No segundo turno, porém, Lula desanimou quando
soube que os marqueteiros petistas haviam decidido descolar a imagem de
Haddad da dele. Não houve mais encontros com o presidenciável, e ele viu
pela televisão a candidatura de Haddad naufragar.
Quem convive
com o ex-presidente na prisão diz que a eleição de Bolsonaro foi o
segundo dia mais melancólico para ele, depois da morte do neto. Calculou
que, além da derrota política, o resultado das urnas sinalizaria também
um longo período na cadeia.
Lula considera, segundo pessoas
próximas, que a sua liberdade não depende de questões jurídicas. Diz que
só poderá ser solto quando o ambiente político mudar.
O petista
foi condenado em segunda instância no caso do tríplex de Guarujá (SP) e,
em primeira instância no caso do sítio de Atibaia (SP). Caso a soma das
duas penas seja mantida em 25 anos, ele, que tem 73 anos, poderia ir
para o semiaberto após, no mínimo, quatro anos de prisão.
Quando o
ministro do STF Marco Aurélio Mello, em dezembro, decidiu derrubar o
entendimento sobre cumprimento de pena após decisão em segunda
instância, o que poderia colocá-lo fora da prisão, ele não se animou.

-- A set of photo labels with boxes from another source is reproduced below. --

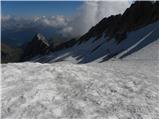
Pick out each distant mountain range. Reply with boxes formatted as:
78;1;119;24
2;1;159;63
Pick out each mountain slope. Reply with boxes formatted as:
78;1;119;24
32;22;159;63
31;1;159;63
1;43;23;63
1;61;159;119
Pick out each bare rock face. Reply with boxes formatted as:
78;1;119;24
79;1;159;43
24;33;50;59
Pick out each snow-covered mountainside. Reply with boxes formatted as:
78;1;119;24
1;1;159;119
31;22;159;63
1;34;159;119
2;60;159;118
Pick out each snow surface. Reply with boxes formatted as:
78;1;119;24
31;22;159;63
1;22;159;119
2;60;159;118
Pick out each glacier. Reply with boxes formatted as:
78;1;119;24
1;22;159;119
1;56;159;119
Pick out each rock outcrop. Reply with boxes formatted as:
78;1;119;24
23;33;50;59
79;1;159;43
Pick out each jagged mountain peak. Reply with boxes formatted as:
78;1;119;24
32;33;49;47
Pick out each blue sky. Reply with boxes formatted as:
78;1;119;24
1;1;83;17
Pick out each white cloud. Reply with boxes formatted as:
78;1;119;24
1;1;130;37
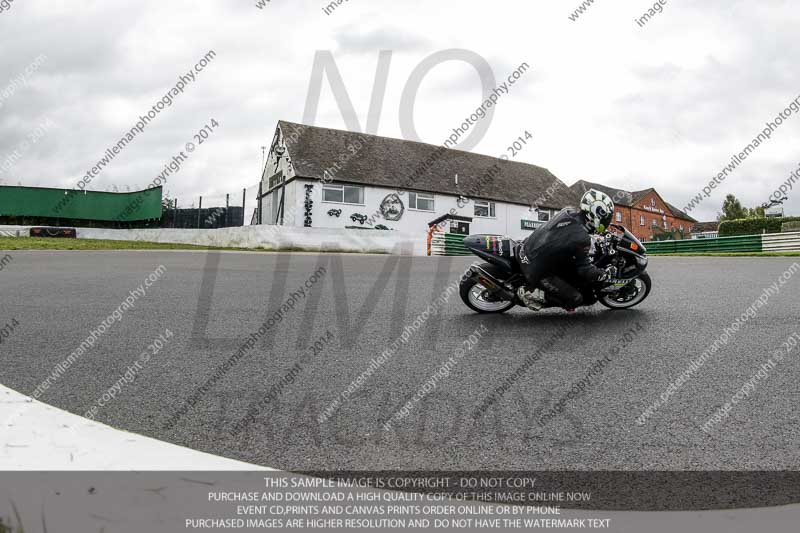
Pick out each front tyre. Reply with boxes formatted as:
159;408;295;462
458;278;516;314
598;272;652;309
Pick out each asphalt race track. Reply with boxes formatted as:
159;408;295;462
0;251;800;471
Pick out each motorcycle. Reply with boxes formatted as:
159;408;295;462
459;224;652;313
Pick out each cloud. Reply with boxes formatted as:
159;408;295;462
0;0;800;219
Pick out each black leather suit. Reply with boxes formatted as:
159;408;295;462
517;207;605;308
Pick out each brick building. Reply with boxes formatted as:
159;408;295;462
570;180;697;241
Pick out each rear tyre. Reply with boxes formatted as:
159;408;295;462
598;272;652;309
458;278;517;314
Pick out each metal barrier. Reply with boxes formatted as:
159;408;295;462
430;231;800;255
762;231;800;252
644;231;800;254
430;231;472;255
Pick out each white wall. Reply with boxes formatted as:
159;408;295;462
287;179;552;239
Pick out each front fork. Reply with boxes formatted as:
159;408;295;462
470;265;518;302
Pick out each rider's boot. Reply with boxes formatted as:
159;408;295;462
517;285;546;311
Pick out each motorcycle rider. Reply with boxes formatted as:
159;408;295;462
517;189;616;311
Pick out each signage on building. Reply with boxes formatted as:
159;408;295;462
520;219;545;229
642;205;664;215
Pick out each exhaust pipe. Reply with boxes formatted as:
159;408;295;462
470;265;517;302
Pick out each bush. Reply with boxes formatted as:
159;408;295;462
719;217;800;237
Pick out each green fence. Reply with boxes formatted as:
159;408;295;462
644;235;762;254
431;231;472;255
0;186;161;222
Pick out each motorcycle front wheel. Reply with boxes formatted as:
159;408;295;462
458;279;517;314
598;272;652;309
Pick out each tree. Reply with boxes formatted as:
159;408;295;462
718;194;750;222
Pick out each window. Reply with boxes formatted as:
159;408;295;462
270;189;281;224
267;172;283;190
408;192;434;211
475;200;495;218
322;185;364;205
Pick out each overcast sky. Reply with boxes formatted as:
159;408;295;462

Disse aos agentes da PF que aquilo seria revertido no mesmo dia. Foi o
aconteceu.
Em julho de 2018, quando o juiz Rogério Favreto, do
Tribunal Regional Federal da 4ª Região, decidiu conceder liberdade ao
ex-presidente, ele chegou a arrumar as malas e ir para o elevador. Mas
antes mesmo de descer ao térreo recebeu a notícia de que a decisão fora
derrubada.
Diante desses percalços, circulou entre amigos e
correligionários que Lula estaria deprimido. Quem o acompanha nega. Diz
que o ex-presidente tem raiva, mas não depressão.
Duas semanas
após ser preso, ganhou de advogados o livro “A Virtude da Raiva”,
escrito por Arun Ghandi, neto do pacifista indiano, que trata de
ensinamentos de Ghandi para canalizar a raiva em ações não
violentas.
Mesmo preso e impedido de dar entrevista por decisões
judiciais, Lula não abandonou a política. Informa-se sobre cada passo do
governo Bolsonaro e avalia como real o risco de o presidente ter o
tapete puxado pelos próprios militares do governo.
Lula se informa
sobre o ambiente político do país por resumos de publicações da
imprensa e informes que seus advogados levam junto com a papelada de
seus processos.
Ele também recebe pendrives onde estão gravadas as
reuniões do diretório e da executiva nacional do PT, além de discussões
sobre temas como a reforma da Previdência. Assiste a tudo antes de
conversar com correligionários, como a presidente do partido, a deputada
Gleisi Hoffmann.
Na TV, não é só o noticiário que o mantém
antenado. Ele tem analisado os programas religiosos, sobretudo os
evangélicos. Conhece os pastores pelo nome e avalia que eles são
protagonistas neste novo momento do país.
Também no ano passado,
Lula recebeu pendrives com gravações dos episódios do Presidente da
Semana, podcast da Folha que conta a história dos presidentes do Brasil,
de Deodoro da Fonseca a Bolsonaro. “Ele gostou muito e está
recomendando a todo mundo”, disse o advogado.
Para se distrair, o ex-presidente costuma assistir a novelas e partidas de futebol.
Diz
a amigos e parentes que estar preso no Paraná tem uma complicação
adicional: no estado passam poucos jogos do Corinthians na TV.